Colocou um braço embaixo das coxas dela e o outro em suas costas, então levantou-se com ela no colo, virou-se e a colocou na poltrona de volta. "Não prometi nada".
Ela fechou os olhos e deixou o corpo se espalhar pela poltrona, cabeça pendendo para trás, uma das mãos quase tocando o chão. "Mas eu estou com fome". Resmungou fazendo bico.
Ele caminhou até a janela e olhou para a rua. O cômodo ficava no terceiro andar da mansão e a vista era panorâmica. Um carro vermelho passou em alta velocidade pela rua. "Posso pedir uma pizza".
Ela soltou um suspiro de desapontamento. "E se a gente visse um filme?". Abrindo os olhos e vendo o vulto dele de ponta cabeça abriu largamente um sorriso, já esperava a resposta negativa.

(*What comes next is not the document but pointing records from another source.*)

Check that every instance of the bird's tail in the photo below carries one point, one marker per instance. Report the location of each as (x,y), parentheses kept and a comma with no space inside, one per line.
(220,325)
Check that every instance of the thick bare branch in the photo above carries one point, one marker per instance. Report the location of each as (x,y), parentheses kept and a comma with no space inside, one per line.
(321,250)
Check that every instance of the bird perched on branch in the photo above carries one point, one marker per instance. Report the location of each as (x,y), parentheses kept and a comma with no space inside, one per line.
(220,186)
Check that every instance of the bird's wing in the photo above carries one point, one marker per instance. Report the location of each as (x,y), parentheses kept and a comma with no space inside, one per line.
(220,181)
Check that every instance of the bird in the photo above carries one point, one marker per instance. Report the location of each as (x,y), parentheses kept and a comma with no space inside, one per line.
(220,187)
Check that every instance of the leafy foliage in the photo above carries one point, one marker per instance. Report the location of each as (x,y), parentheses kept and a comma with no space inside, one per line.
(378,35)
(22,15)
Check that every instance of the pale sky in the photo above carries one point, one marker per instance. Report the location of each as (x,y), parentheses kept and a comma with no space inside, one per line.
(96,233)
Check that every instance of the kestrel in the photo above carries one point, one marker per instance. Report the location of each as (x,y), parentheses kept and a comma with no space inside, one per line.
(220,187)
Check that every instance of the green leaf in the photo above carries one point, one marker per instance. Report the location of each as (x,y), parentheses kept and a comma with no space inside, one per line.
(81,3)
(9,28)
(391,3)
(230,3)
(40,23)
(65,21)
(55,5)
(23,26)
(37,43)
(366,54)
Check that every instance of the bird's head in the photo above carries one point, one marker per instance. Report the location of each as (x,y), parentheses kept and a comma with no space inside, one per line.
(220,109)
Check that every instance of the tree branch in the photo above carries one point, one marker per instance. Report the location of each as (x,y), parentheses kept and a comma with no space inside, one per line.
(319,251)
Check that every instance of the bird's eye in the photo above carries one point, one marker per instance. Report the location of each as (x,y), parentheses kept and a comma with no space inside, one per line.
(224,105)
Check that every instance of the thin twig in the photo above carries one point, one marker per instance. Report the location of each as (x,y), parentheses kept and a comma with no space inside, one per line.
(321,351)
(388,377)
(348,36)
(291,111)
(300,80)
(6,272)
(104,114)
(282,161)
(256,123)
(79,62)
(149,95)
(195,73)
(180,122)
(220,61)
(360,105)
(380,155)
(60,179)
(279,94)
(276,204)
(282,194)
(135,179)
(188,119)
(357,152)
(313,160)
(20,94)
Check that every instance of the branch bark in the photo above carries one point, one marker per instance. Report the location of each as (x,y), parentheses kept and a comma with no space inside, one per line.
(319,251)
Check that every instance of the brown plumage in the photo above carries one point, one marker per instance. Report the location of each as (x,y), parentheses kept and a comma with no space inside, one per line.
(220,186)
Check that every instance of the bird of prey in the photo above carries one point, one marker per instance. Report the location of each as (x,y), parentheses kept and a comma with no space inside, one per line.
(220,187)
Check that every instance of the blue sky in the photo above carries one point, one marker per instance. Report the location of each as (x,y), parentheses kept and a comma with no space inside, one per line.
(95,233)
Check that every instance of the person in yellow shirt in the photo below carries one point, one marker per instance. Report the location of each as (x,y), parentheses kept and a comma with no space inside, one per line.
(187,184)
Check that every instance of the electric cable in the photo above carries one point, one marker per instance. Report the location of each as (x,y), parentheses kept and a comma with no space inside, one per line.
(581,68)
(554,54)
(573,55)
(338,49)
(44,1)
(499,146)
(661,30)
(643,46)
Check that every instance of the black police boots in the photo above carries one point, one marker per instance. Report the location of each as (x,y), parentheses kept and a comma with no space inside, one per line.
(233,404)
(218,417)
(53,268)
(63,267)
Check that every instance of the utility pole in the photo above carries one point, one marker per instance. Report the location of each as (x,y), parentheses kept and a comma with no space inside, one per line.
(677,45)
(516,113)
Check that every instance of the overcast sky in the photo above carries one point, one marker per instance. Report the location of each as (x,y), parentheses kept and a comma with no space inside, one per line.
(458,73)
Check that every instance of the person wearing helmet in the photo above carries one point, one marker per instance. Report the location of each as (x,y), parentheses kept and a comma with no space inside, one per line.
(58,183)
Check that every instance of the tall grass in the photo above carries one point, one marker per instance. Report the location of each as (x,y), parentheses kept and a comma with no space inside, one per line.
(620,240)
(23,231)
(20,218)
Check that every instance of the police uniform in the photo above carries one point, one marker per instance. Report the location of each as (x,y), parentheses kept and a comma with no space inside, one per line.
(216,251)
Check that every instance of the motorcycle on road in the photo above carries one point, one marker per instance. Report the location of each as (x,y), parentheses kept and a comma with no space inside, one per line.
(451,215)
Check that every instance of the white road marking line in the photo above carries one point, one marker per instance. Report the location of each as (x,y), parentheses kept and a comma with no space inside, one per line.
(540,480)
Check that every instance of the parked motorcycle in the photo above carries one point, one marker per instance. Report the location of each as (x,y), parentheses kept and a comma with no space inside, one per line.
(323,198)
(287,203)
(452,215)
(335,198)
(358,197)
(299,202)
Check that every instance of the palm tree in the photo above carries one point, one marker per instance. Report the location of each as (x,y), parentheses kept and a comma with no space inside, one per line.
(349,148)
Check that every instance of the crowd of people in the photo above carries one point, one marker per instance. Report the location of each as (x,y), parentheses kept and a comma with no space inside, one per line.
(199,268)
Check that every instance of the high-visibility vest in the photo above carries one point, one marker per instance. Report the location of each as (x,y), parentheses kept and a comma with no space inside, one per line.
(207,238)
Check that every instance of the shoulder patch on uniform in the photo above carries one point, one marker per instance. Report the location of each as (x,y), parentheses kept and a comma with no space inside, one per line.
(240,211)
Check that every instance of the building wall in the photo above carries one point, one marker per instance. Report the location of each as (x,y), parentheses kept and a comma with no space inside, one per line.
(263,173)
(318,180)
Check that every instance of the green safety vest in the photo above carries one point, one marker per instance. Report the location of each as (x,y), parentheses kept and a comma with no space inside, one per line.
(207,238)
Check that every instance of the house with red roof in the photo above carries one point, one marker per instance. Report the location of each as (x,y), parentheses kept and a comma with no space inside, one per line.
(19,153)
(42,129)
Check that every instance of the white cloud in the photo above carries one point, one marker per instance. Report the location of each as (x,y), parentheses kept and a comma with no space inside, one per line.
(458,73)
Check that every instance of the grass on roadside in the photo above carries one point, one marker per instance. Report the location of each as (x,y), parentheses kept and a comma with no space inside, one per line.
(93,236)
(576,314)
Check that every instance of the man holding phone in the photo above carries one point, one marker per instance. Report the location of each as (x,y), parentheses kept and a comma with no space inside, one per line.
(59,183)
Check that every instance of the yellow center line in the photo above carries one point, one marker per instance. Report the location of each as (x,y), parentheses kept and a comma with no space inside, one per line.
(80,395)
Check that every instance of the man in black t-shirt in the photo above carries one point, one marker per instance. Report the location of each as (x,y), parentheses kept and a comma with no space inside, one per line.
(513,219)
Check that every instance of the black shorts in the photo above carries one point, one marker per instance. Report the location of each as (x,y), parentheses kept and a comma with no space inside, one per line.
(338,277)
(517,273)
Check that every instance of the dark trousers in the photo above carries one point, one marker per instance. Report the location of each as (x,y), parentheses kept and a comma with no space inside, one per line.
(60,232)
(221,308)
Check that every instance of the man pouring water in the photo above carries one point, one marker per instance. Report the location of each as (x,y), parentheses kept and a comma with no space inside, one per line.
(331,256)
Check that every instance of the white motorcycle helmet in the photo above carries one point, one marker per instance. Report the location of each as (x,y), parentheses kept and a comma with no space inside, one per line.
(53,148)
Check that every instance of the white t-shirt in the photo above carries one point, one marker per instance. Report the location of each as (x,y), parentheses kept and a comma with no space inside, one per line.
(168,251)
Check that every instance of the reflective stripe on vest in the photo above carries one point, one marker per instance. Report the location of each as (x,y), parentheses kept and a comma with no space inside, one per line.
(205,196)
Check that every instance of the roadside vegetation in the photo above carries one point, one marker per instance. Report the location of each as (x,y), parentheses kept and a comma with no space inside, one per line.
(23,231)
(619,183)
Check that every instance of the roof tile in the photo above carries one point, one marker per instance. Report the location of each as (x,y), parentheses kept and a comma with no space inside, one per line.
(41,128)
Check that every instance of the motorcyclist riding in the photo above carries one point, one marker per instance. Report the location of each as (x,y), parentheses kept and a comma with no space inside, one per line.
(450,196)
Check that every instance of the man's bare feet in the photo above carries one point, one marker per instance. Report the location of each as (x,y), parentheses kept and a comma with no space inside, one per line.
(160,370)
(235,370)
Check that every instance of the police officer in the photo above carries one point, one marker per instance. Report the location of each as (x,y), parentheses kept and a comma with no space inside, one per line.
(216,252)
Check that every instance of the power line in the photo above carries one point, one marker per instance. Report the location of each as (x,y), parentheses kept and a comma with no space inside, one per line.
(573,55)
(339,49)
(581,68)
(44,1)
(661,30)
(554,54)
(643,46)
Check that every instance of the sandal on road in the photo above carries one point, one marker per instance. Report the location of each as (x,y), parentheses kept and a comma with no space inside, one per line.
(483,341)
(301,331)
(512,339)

"Você pode ver, eu vou sair". E de um salto ela ajoelhou-se na poltrona, inclinando o corpo na direção dele, sorrindo e animada. "Eu vou junto!".
Ele virou-se e caminhou na direção dela, abaixando e tocando de leve o queixo sorridente. "Você fica, come a pizza e assiste o filme". E logo levantou-se, deixou de tocá-la. Não podia se permitir ficar muito tempo perto dela, pois podia afogar-se naquele olhar, podia ser derretido com o brilho do seu riso, podia morrer com a doçura da voz dela.
Ela segurou forte o pulso dele. "Eu vou junto, já decidi". Enquanto descia da poltrona.
"Não tenho tempo pra ficar cuidando de mais uma criança". E num movimento do pulso ainda preso na mão dela, conseguiu fazê-la cair sentada novamente na poltrona. "Você fica".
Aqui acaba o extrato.